A group of scientists from the University of Heidelberg’s medical school in Germany recently found that running triggers similar brain effects to marijuana’s, since new findings revealed the presence of what we may call the “runner’s high.”
Past studies showed that running helps with the release of endorphins, chemicals in our body that makes us feel better both emotionally and physically. But German scientists also found that running helps the body release endocannabinoidsnaturally produced compounds with a similar effect to that of smoking pot.
The team now believes that the ‘runner’s high’ is not linked with endorphins, as some researchers had suggested, but with endocannabinoids. The team based their findings on a group of laboratory mice that took great pleasure in running on a wheel on a daily basis.
Scientists reported that the lab animals had high levels of both chemicals in their brains after a running session. They were also less likely to feel pain, less anxious, and calmer. The furry animals were also more prone to socialize and spend time in well-lit areas of their cage rather than retreat in a dark solitary corner.
But at this point of the research, study authors weren’t sure whether the improvements brought by physical activity were linked to endorphins or endocannabinoids. So they had the idea of numbing the mice’s endocannabinoid receptors.
As a result, after a running session, those mice were highly sensitive to pain and as anxious as they were before they got on the wheel. But only endocannabinoid receptors brought this drastic change. When the team blocked opioid receptors there was no change in animals’ level of anxiety.

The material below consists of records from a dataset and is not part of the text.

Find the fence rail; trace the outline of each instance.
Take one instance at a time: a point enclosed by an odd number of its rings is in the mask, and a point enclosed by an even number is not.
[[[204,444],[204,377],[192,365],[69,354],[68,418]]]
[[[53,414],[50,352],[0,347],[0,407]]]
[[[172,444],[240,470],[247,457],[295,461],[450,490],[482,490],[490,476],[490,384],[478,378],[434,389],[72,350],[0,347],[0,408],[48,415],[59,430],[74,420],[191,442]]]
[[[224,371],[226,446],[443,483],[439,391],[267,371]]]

Yet opioid receptors may influence how running triggers similar brain effects to marijuana’s. Earlier this year a team from the University of Missouri learned that artificially activating mice’s mu-opiod receptors made them less likely to go for a run, although they were especially trained to love running.
When the receptors were completely shut down, mice were also less compelled to start running but not in the same way they were after the receptors were stimulated. Greg Ruegsegger, lead author of the Missouri paper said that the findings were surprising because their lab animals were ‘highly active’ and would run on their wheels several times a day.
But the University of Heidelberg researchers found another interesting fact. They said that their mice experienced the “runner’s high” only after they ran more than three miles or five kilometers per day.